Both McCoy and Norwood are excited about a new twist to the weekend this year, with appearances by five fellows from the McCullers Center, all of whom have produced acclaimed work in the last few years after spending time in Columbus as residents in the program, which is based out of McCullers’ childhood home at 1519 Stark Avenue. The four featured writers – poet Lauren Green, Nigeria-born Samuel Kọ láwọlé, Mississippi author Snowden Wright, and Columbus resident Melissa Pritchard, fresh from the smashing success of her 2024 novel about Florence Nightingale — are featured, along with musician Aimee Bobruk, who will rock the festivities on Friday night.

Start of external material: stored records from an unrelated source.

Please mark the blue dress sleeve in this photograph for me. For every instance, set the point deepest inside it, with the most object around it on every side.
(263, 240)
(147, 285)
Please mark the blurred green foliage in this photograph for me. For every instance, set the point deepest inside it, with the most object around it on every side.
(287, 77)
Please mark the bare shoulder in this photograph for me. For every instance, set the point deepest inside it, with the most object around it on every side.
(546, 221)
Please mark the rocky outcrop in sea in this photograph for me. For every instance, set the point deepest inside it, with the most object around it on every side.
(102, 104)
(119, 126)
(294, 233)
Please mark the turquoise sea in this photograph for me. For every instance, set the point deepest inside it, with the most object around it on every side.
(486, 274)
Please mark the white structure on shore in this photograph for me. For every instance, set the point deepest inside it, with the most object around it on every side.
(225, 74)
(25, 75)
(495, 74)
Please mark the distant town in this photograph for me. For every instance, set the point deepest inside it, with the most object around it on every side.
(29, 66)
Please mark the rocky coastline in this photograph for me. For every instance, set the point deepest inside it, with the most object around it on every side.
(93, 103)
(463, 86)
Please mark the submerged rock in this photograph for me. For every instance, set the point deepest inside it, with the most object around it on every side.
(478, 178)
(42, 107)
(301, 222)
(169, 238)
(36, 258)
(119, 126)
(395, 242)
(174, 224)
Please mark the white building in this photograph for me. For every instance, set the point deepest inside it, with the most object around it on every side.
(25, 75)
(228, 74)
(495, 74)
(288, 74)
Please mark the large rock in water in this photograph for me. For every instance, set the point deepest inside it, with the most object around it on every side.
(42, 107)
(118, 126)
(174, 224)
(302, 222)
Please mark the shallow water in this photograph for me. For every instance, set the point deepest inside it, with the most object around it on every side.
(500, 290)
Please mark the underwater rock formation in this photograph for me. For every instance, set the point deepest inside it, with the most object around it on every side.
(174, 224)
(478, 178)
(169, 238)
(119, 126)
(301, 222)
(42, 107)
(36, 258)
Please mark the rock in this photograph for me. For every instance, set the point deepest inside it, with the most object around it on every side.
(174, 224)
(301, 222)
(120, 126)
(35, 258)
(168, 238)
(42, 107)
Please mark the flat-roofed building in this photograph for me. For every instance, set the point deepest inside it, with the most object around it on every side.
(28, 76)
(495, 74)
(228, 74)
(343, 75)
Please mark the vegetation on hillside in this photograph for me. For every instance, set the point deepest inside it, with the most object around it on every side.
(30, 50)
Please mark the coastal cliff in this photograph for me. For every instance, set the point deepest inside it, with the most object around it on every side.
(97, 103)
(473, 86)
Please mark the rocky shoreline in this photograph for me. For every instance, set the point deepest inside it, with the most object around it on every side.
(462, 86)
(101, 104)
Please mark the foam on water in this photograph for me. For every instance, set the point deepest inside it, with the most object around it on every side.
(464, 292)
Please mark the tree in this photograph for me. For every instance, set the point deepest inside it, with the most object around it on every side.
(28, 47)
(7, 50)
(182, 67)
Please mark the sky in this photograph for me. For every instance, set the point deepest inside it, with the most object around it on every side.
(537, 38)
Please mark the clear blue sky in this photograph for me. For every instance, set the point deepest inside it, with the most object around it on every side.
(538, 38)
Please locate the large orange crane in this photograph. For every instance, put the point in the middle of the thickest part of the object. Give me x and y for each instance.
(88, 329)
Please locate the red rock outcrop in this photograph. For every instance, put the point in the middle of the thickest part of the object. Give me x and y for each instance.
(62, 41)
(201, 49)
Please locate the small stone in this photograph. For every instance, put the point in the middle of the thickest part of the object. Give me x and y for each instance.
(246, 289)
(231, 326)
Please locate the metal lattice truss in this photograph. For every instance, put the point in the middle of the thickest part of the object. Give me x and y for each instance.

“This is the first time we’ve had a big group of writing fellows come for the festival so that’s really exciting,” Norwood says. “We’re going to have a panel discussion with all five plus readings, book signings and also a concert. I hope folks come out and take advantage of this opportunity. It’s going to be fun.”
CARSON MCCULLERS LITERARY FESTIVAL
NEA BIG READ EVENTS (Free & Open to Public)
Evans, Agee, and a New Form of Social Documentary
6:30 p.m. Thurs. Feb. 6- Columbus Public Library CSU photography professor Rylan Steele discusses how Walker Evans and James Agee elevated their crafts to create Let Us Now Praise Famous Men.
Time and Place: Tayari Jones, Carson McCullers and the Literature of the American South
6:30 p.m. Tues. Feb. 11 - Columbus Public Library
Nick Norwood and Courtney George discuss Silver Sparrow by Tayari Jones and its themes of time and place.
Fri. Feb. 21
4:30 p.m. Samuel Kọ́láwọlé and Melissa Pritchard reading, Riverside Theatre
5:30 p.m. Reception and book signing Riverside Theatre
6:30 p.m. Tayari Jones appearance and book signing, Riverside Theatre
8:30 p.m. Concert by Aimee Bobruk followed by an open mic, Bo Bartlett Center
Sat. Feb. 22
9:30 a.m. Coffee reception, Riverside Theatre
10 a.m. Authors panel Q&A, Riverside Theatre
11 a.m. Lauren Green and Snowden Wright reading, Riverside Theatre
12:30 p.m. Carson McCullers Literary Awards ceremony, Riverside Theatre
Where I Live: Bo Bartlett
6:30 p.m. Tues. Feb. 25
Bo Bartlett Center
Columbus native and artist Bo Bartlett discusses how our city and region influence his paintings.